You can trust me not to think
And not to sleep around
If you don’t expect too much from me
You might not be let down
- Editor’s note: Those of us that had three kids while still in their 20s are turning their heads like a puzzled hound dog. [↩]
- Editor’s note: See! [↩]
- In particular, Frances Ha, Mistress America, and Kicking and Screaming. [↩]
63 Comments
Living in Houston, I can safely say that the Deshaun Watson hype train left the station with training camp and is not slowing down any time soon. I didn’t get to see the game yesterday, but I really wouldn’t be surprised if he starts week one.
Sure, sure. But is this a recent revelation? Because for 20 years, all I ever heard was that “stupid Mesa blew the save,” but based on nothing more than the fact that Johnson crushed a pitch. And it’s not like he meat-balled the pitch right over the plate. It was a good pitch; but a better swing. So maybe stupid Mesa blew the save, but there seems to be a little bit of ex post fact justification involved, too. Oh well. What’s done is done.
That’s great.
The 13-year-old is exhibiting some diminishing skills.
That’s the 3rd time in as many days that I’ve heard someone say that nobody says at the end, “gee, I wish I had worked more.” I should probably start listening.
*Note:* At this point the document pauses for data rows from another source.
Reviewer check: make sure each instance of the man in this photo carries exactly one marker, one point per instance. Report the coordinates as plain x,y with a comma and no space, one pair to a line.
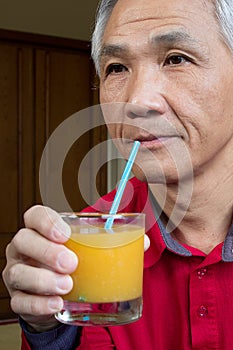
170,66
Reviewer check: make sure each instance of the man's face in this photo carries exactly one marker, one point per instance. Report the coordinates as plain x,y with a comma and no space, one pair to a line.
168,78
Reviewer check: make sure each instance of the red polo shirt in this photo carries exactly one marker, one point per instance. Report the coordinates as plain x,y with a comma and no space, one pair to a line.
187,295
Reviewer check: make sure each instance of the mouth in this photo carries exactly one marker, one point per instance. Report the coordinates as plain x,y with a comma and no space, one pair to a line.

If a manager hasn’t called a pitch all year and you’re in game seven of the World Series, I really can’t blame a pitcher for shaking him off. Now you’re telling me what to do???
Jose Mesa was not helped out by his feud with Omar Vizquel.
Right. Especially being a closer, who by nature has to have an ego to match the situation.
Moreover, if the manager calls his first pitch of the year during the last inning of Game 7, I’d probably think that if anyone is panicking and shaky, it’s him.
I wasn’t a fan back in ’95. As someone without the prejudices acquired by experience, I’m surprised Orel Hershiser doesn’t catch more blame for a downright atrocious Series.
Partially because how great he was for the 95 run (ALCS MVP). Partially because the WS appeared to be locked up, so we fans tend to ignore everything that led up to that moment.
Not doing much that the 5-year-old across the street couldn’t. And maybe that one will learn the system.
Yep. I actually worked off and on in the warehouse after that and the lifers … some solid people, some not, but regardless I was watching people live life as a pack mule. Elsewhere worked with fine people on an assembly line, in restaurants and bars but the warehouse was the no option zone.
Good perspective. I would just counter by stating the situation is like riding with your teenager who is a new driver. The show competence, but that one circumstance where they are in a potentially calamitous position, you give them instructions on how to avoid it. Hargrove could live and die with Mesa all year, but this was the time for him to finally call a pitch as he had a more objective view from the bench. Of course, if Johnson hits the inside fastball for a homer, the shoe is on the other foot.